In 2004–05, Dudelange won the title and competed in the UEFA Champions League for the 2005–06 season. In the competition Dudelange became the first club in Luxembourg's history to reach the second qualifying round, after a remarkable victory over NK Zrinjski (they lost 0–1 at home in the first leg, in the second leg they scored a goal in the 3rd minute of stoppage time to equalize on aggregate, and then scored 3 more goals in extra time). However, Dudelange were easily beaten by Rapid Wien in the second qualifying round.

In the 2005–06 season, Dudelange completed the league and cup Double for the first time since the merger. They replicated this feat in the 2006–07 season, and won a fourth consecutive National Division title in 2007–08.

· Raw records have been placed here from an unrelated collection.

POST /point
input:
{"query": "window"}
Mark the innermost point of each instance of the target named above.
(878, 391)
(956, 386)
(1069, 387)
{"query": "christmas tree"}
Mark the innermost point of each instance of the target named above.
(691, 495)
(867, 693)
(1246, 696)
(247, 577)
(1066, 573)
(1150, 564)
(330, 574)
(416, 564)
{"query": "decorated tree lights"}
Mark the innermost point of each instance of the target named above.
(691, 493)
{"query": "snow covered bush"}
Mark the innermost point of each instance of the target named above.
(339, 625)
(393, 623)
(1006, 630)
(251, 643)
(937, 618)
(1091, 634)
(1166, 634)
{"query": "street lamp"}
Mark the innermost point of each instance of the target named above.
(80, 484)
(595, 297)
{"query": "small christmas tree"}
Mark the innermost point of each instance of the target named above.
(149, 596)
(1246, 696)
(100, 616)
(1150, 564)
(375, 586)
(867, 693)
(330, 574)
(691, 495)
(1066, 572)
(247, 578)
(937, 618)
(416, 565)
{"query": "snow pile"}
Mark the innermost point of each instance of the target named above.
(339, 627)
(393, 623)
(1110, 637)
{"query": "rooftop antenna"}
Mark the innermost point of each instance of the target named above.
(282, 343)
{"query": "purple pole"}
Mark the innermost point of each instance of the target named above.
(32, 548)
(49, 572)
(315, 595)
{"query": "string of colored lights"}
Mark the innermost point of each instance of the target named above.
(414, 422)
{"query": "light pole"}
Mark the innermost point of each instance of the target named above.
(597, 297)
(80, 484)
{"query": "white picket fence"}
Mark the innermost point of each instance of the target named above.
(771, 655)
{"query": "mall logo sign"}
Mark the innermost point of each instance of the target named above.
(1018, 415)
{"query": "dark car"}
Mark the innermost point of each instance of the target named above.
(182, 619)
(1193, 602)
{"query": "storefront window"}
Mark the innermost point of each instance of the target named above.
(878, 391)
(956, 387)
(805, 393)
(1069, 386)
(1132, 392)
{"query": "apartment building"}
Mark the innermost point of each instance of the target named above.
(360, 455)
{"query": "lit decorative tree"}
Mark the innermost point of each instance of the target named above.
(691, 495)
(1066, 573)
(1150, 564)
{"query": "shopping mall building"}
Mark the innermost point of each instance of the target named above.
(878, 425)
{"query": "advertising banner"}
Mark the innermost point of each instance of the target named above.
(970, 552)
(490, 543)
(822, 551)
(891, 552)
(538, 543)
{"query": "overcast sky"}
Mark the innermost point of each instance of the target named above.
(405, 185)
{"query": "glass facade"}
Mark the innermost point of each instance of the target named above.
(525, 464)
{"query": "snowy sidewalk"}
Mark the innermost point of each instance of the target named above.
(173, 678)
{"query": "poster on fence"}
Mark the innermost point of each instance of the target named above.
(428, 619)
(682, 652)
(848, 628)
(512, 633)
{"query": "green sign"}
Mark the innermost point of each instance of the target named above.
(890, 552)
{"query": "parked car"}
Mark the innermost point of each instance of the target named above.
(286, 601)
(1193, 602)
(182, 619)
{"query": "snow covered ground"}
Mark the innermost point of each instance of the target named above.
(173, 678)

In the 2012–13 UEFA Champions League, F91 Dudelange defeated Tre Penne 11–0 on aggregate, earning them an appointment with Austrian champion Red Bull Salzburg in the second round. They defeated Salzburg 1–0 in Luxemburg, and lost 3–4 in Salzburg, to win the tie on the away goal rule.  For the first time in club history, Dudelange qualified for the third round of the competition, in which they were beaten 5–1 on aggregate by Maribor.

In 2013–14, Dudelange reclaimed the title with a 3–0 victory over Fola Esch on the final day of the season. This earned the club a spot in the 2014–15 UEFA Champions League.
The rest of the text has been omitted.